Si l’on devait faire des comparaisons d’une élection à une autre, on constaterait que 2007 ressemble plus à 1995 qu’à 2002. La première explication tient en une formule, fin de règne. Pour Mitterrand, c’était sûr, et d’ailleurs il avait annoncé son retrait bien avant les échéances de la campagne. En revanche, l’absence de clarification de Jacques Chirac jette le trouble, surtout dans son propre camp. Mais quelle que soit sa décision, nous sommes dans une ambiance de fin de règne, comme en 1995. A cette époque, Jacques Delors, le candidat le mieux placé dans les sondages, se désistait. Et l’appareil du PS intronisait le « meilleur d’entre tous à gauche » à cette époque, un certain Lionel Jospin. Quant à la droite, son candidat naturel pour ainsi dire était le Premier ministre Balladur, promis dans les sondage à un duel face à Jospin. C’était évident en novembre 1994, sauf que le renard Chirac était en embuscade, et fort d’un charisme associé à une machine électorale des plus performantes, il allait créer la surprise du premier tour.
Quid de l’automne 2006 ? A gauche, la situation est clarifiée pour le PS. Le seul coup de théâtre serait que Fabius parte en free lance, mais sans appui, sans réseau, sans alliance, une telle échappée est inenvisageable, contrairement à celle de Chirac en 1995. En 2006, Sarkozy est dans la position de Balladur, de celui qui, par nature, s’impose à l’évidence dans l’opinion et les médias. Qui pourrait rééditer le coup de « la France pour tous » en 2006 ? Mam ou Villepin, ce dernier ayant la légitimité conférée par la direction de Matignon. Toujours est-il que la conjoncture de 2006 ressemble de près à celle de 1994, tant sur le plan de la bataille des présidentielles que sur celui de l’ambiance fin de règne, des doutes émis par les citoyens, avec en plus une économie en crise, pas aussi prononcée qu’à la fin du règne de Mitterrand, mais avérée tout de même, et aussi cette crise sociale qui, elle, s’est sensiblement aggravée. A noter quand même une différence de taille, due au calendrier : en 2007, les présidentielles sont quasiment couplées aux législatives, contrairement à la situation de 1995, ce qui offre quatre combinaisons possibles.
La situation à l’automne 2001 était bien différente. Une évidence dans les deux camps.

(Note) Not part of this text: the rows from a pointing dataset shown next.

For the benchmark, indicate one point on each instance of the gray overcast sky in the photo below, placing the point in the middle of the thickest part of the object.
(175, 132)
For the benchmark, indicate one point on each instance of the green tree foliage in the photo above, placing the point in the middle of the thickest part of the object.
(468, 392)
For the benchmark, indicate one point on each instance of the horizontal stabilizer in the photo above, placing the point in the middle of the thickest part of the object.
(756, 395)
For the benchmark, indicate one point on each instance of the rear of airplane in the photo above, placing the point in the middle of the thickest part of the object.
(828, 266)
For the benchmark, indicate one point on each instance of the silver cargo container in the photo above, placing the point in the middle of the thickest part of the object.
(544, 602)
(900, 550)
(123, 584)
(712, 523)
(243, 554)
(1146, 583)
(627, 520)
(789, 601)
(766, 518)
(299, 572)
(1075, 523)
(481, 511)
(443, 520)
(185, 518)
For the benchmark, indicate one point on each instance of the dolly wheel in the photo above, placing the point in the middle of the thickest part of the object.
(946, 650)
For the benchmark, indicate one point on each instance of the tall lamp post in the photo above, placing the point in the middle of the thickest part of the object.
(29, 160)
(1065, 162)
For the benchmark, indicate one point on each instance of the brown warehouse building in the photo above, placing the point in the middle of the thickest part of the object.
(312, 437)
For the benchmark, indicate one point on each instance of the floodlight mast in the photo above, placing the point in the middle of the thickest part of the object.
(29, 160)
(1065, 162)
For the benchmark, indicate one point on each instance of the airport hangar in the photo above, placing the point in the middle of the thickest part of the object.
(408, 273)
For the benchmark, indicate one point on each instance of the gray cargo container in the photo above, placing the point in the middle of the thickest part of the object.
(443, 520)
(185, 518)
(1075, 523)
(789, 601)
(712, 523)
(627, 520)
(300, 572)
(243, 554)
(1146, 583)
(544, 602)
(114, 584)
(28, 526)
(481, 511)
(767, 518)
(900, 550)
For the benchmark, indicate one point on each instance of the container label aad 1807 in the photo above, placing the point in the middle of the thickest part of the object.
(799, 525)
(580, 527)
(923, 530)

Chirac s’imposait comme candidat à sa propre succession pour un second mandat, et même si l’unanimité n’était pas de mise, nul ne contestait, au sein de la toute nouvelle UMP, qui s’appelait à l’époque Union pour la majorité présidentielle, la légitimité du président en exercice. Au PS, après cinq ans à Matignon, longévité exceptionnelle faut-il le souligner, et fort de son bilan, Lionel Jospin s’imposait comme le candidat incontournable. Dans ces conditions, pourquoi vouloir inventer un programme, discutailler, débattre, se battre, l’affaire était classée. Une campagne de routine et hop, l’affrontement décisif pour l’Elysée en 2002. Mais certains se sont invités pour troubler le jeu, dévoilant que le consensus sur la bipartition n’avait pas lieu d’être. Par ailleurs, le bilan de Jospin était surestimé, grâce à la bonne conjoncture économique de la fin 1990, ne pouvant masquer cette fracture sociale durablement installée, alliée à ces fêlures disséminées sur le territoire. Jean-Pierre Chevènement voulait proposer une alternance républicaine et sociale. Fiasco, et le FN au second tour.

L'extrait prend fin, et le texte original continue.